"What do the candles cost?" he asked the woman.
"Two bajocchi each."
As a matter of fact they were scarcely thicker than quills and were not a foot in length.
"How many candles can still go on your triangle?"
"Sixty-three, since there are seven alight."
"Ah!" thought Fabrizio, "sixty-three and seven make seventy; that also is to be borne in mind." He paid for the candles, placed the first seven in position himself, and lighted them, then fell on his knees to make his oblation, and said to the old woman as he rose:
"It is for grace received.
"I am dying of hunger," he said to Lodovico as he joined him outside.
"Don't let us go to an osteria, let us go to our lodgings; the woman of the house will go out and buy you everything you want for your meal; she will rob you of a score of soldi, and will be all the more attached to the newcomer in consequence."
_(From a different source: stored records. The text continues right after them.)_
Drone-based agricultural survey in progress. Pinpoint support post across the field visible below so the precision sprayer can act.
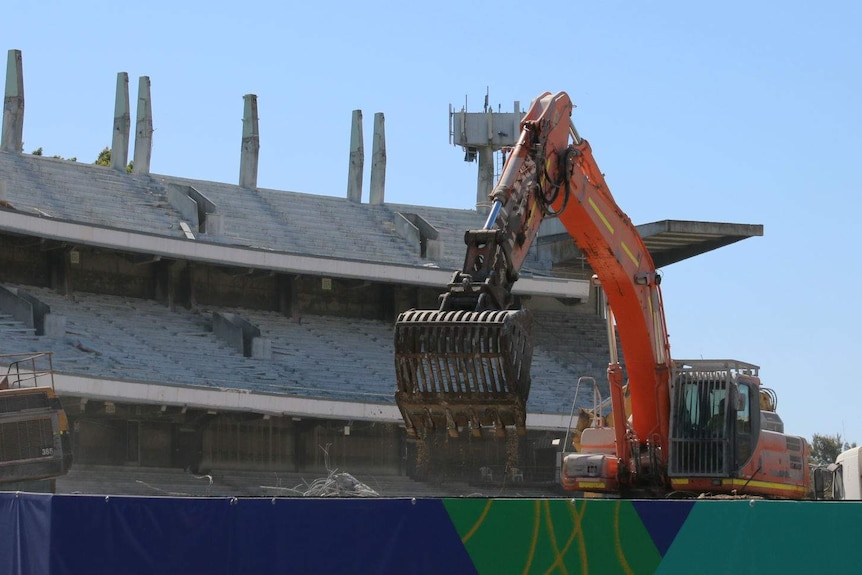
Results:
[111,72,132,171]
[369,112,386,205]
[132,76,153,174]
[347,110,365,204]
[0,50,24,154]
[239,94,260,190]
"All this means simply that I shall have to go on dying of hunger for a good hour longer," said Fabrizio, laughing with the serenity of a child: and he entered an osteria close to San Petronio. To his extreme surprise, he saw at a table near the one at which he had taken his seat, Peppe, his aunt's first footman, the same who on a former occasion had come to meet him at Geneva. Fabrizio made a sign to him to say nothing; then, having made a hasty meal, a smile of happiness hovering over his lips, he rose; Peppe followed him, and, for the third time, our hero entered the church of San Petronio. Out of discretion, Lodovico remained outside, strolling in the piazza.